Padahal, forum tersebut dinilai penting untuk menjawab keresahan publik soal keberadaan depo BBM di tengah kawasan permukiman.
“Kita sudah dua kali mengundang pihak Patra Niaga Pertamina yang ada di Jalan Cendana itu, tapi tidak hadir,” ungkap Ketua Komisi I DPRD, Samri Shaputra.
Menurutnya, kehadiran Pertamina mutlak diperlukan agar ada penjelasan resmi terkait kelayakan maupun rencana pemindahan fasilitas vital tersebut. Aspirasi mahasiswa yang disampaikan ke dewan, lanjut Samri, merupakan cerminan keresahan masyarakat.
“Ini mewakili masyarakat, bahwa keberadaan Pertamina yang ada di Cendana itu sudah dianggap tidak layak,” tegasnya.
Samri menilai, tanpa keterlibatan Pertamina, pembahasan di tingkat dewan tidak bisa menghasilkan keputusan konkret. Padahal, isu ini tidak hanya menyangkut tata ruang kota, tetapi juga menyentuh aspek keselamatan warga.
“Kalau dilihat kondisi sekarang, memang sudah tidak memungkinkan lagi,” jelasnya.

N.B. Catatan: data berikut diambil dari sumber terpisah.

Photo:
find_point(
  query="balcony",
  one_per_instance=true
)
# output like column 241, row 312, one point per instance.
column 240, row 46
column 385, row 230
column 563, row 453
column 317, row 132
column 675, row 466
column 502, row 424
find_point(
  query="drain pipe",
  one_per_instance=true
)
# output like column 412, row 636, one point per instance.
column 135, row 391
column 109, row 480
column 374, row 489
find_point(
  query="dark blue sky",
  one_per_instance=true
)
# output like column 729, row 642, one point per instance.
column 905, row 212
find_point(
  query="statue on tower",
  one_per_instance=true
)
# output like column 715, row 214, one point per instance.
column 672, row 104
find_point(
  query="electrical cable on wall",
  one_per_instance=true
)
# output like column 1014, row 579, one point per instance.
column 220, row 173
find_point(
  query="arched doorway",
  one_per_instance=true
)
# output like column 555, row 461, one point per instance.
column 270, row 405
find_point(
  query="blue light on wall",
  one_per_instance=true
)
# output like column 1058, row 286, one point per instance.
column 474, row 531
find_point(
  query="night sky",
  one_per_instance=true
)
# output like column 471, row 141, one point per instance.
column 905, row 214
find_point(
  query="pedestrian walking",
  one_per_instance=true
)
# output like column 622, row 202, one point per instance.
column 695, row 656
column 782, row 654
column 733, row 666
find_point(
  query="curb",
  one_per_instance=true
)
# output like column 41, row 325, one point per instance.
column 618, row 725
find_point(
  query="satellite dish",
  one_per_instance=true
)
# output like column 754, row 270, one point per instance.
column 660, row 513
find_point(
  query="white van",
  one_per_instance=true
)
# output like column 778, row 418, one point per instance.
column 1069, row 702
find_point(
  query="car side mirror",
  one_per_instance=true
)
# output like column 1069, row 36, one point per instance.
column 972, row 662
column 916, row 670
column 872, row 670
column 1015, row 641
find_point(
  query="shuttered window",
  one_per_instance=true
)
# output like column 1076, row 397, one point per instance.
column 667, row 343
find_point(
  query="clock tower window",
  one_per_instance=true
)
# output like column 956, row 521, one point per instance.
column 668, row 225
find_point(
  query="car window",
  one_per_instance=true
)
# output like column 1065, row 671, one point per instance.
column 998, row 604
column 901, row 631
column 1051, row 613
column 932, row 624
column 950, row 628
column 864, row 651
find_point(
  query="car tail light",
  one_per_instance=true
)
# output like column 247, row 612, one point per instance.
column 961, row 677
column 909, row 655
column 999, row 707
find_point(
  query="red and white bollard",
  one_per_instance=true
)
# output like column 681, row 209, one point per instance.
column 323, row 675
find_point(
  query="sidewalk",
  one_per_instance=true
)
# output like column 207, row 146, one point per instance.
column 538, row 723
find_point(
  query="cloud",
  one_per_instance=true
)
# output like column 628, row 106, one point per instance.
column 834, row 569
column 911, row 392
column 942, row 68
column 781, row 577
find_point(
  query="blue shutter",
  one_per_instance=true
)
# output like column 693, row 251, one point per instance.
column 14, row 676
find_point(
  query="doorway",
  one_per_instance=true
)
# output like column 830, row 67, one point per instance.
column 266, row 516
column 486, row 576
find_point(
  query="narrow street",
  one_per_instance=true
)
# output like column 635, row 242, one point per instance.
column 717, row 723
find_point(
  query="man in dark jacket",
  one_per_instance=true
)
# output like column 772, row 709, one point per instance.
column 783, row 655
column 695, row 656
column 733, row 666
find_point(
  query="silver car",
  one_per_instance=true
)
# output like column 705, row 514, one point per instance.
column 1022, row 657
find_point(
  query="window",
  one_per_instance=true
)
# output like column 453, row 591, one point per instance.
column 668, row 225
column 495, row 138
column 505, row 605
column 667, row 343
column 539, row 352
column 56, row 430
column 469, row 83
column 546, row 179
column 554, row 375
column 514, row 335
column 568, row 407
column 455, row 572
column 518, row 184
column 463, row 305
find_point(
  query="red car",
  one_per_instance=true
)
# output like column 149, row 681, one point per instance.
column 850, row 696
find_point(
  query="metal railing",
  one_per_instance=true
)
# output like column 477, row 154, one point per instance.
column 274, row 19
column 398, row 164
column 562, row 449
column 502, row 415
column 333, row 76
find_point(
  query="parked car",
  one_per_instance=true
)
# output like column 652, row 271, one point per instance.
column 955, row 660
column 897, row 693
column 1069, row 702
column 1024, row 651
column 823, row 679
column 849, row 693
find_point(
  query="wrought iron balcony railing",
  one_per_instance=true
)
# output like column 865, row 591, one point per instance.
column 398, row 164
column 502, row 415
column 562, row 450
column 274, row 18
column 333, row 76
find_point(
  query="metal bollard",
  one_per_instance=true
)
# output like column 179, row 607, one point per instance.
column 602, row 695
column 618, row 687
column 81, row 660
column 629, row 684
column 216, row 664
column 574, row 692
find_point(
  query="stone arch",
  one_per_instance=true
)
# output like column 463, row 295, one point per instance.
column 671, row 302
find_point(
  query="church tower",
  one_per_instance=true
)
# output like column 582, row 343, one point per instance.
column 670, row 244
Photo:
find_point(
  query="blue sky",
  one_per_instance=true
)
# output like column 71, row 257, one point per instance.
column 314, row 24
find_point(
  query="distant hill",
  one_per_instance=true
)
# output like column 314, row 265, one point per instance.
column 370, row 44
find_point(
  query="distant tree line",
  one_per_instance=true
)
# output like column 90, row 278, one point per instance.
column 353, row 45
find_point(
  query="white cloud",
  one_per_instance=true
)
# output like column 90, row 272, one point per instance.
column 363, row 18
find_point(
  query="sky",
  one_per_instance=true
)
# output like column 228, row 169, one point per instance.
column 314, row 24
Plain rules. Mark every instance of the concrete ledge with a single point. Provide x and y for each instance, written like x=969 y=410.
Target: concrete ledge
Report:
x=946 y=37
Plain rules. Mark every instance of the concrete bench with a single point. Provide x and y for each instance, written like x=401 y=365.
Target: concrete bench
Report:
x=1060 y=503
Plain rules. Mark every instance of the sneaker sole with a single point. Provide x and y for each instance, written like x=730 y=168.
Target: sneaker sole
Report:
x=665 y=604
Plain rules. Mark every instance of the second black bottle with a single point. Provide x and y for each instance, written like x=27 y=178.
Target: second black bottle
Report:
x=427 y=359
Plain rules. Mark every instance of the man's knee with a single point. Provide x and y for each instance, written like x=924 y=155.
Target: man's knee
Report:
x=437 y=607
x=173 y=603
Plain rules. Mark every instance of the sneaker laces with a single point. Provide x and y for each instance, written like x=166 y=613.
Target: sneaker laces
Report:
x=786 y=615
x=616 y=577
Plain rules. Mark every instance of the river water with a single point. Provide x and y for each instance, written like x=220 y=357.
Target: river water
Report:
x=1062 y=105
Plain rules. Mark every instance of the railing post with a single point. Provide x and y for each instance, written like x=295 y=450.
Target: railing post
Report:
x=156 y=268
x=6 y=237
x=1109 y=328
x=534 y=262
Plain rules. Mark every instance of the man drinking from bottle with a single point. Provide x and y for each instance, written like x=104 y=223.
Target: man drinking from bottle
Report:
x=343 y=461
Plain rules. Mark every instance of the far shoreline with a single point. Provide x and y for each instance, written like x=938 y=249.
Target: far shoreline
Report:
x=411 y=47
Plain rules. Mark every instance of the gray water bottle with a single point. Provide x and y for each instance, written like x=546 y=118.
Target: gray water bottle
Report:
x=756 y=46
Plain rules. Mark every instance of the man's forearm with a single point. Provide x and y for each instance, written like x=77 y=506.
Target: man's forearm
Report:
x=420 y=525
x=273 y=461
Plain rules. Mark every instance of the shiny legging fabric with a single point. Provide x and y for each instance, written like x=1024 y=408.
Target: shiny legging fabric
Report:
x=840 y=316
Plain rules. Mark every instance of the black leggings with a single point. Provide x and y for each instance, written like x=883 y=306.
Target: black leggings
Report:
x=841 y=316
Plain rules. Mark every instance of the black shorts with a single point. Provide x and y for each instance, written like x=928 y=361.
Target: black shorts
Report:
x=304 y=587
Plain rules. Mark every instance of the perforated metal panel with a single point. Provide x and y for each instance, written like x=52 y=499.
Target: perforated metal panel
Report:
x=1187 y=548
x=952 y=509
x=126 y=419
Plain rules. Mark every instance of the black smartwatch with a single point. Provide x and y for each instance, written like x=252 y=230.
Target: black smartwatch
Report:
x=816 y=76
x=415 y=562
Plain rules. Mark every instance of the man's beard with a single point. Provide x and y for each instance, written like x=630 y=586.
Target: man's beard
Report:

Dewan menegaskan akan tetap mendesak Pertamina hadir dalam pertemuan berikutnya. Penjelasan resmi dari perusahaan energi pelat merah itu akan menjadi dasar DPRD dalam menyusun rekomendasi, termasuk kemungkinan relokasi TBBM Cendana.
“Pertama kita akan meminta penjelasan kepada pihak Pertamina proses pemindahan, setelah ada jawaban, lalu kita rekomendasikan dan simpulkan,” pungkasnya.